A senadora Teresa Leitão (PT), líder do Governo Lula no Senado, destacou nesta quarta-feira (2) o impacto para os trabalhadores da aprovação, pela Comissão de Constituição, Justiça e Cidadania (CCJ), da PEC 221/2019, que prevê o fim da escala 6×1.
A proposta reduz a jornada máxima de trabalho de 44 para 40 horas semanais, estabelece dois dias de repouso semanal remunerado e determina que não haja redução salarial. O texto agora segue para análise do Plenário do Senado.
Teresa participou das articulações para o avanço da matéria na Casa e classificou a mudança como uma reivindicação histórica dos trabalhadores brasileiros. Para a senadora, a redução da jornada representa também uma mudança na relação entre trabalho e qualidade de vida. “Aprovar o fim da escala 6×1 é também reconhecer uma demanda que vem das ruas, das trabalhadoras, dos trabalhadores e das famílias brasileiras. É discutir uma jornada de trabalho que permita mais tempo para a convivência familiar, para o descanso, para o lazer e para a própria vida”, afirmou.
A parlamentar também ressaltou que a medida pode ter impacto especialmente significativo para as mulheres, que, segundo dados da PNAD Contínua citados por ela, dedicavam em 2022, em média, 21,3 horas semanais aos afazeres domésticos e cuidados de pessoas, contra 11,7 horas entre os homens.
“Reduzir a jornada de trabalho é uma política do mundo do trabalho, sim, mas também deve ser encarada como uma política de cuidado, qualidade de vida e igualdade de gênero”, declarou Teresa.

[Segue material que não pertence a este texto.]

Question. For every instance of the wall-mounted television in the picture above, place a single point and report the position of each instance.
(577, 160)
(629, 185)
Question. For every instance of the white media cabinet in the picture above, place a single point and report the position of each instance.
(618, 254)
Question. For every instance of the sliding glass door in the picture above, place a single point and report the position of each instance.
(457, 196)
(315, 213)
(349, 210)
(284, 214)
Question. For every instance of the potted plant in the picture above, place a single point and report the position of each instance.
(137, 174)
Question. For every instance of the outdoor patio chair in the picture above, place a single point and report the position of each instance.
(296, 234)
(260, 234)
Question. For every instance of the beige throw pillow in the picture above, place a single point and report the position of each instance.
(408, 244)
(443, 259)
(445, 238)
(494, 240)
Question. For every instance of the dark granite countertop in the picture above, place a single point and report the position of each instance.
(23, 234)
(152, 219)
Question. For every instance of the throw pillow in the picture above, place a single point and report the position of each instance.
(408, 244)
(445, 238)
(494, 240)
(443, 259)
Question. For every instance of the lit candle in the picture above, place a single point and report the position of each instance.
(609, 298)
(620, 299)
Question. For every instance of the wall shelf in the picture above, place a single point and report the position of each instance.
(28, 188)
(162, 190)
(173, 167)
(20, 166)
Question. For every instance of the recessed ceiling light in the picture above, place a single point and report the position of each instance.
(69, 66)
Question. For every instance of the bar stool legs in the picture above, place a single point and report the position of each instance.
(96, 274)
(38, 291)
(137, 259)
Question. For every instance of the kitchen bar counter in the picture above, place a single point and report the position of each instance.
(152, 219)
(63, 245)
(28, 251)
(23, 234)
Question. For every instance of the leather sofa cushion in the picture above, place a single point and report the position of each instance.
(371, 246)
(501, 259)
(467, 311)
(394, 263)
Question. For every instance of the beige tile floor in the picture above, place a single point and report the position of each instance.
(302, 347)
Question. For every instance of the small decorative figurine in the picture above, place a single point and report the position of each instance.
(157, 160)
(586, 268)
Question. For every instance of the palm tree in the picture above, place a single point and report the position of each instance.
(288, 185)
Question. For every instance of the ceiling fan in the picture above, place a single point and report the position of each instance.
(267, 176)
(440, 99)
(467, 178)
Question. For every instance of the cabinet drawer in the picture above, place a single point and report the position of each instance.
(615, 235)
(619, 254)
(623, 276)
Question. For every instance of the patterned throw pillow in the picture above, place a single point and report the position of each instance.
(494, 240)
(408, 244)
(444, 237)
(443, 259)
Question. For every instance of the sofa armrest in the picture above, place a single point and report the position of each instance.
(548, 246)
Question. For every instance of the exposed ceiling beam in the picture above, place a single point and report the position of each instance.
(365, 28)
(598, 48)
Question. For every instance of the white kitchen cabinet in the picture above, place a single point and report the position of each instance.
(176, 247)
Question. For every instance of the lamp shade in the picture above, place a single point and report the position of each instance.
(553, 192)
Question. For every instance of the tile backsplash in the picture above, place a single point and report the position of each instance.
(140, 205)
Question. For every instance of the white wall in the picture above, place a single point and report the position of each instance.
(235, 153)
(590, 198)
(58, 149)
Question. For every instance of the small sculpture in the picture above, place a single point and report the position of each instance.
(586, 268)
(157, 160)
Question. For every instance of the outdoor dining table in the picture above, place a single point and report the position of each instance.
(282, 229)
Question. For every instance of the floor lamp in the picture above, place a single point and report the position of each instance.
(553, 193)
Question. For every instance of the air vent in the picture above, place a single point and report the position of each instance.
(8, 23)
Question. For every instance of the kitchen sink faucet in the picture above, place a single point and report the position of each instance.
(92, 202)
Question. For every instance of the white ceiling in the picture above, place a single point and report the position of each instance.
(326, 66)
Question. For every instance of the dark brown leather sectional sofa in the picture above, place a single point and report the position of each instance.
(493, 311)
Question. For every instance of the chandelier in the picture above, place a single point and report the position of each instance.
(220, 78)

Pelo texto aprovado, a redução da jornada ocorrerá de forma gradual. Dois meses após a eventual promulgação da emenda constitucional, o limite passará de 44 para 42 horas semanais. Um ano depois, chegará definitivamente às 40 horas.
A proposta mantém o limite de oito horas diárias e garante que a redução da jornada não implique diminuição dos salários. Também estabelece dois dias de repouso semanal remunerado, sendo um deles preferencialmente aos domingos.
A aprovação na CCJ representa mais uma etapa da tramitação. Antes de entrar em vigor, a PEC ainda precisará ser analisada pelo Plenário do Senado, onde deverá passar por dois turnos de votação.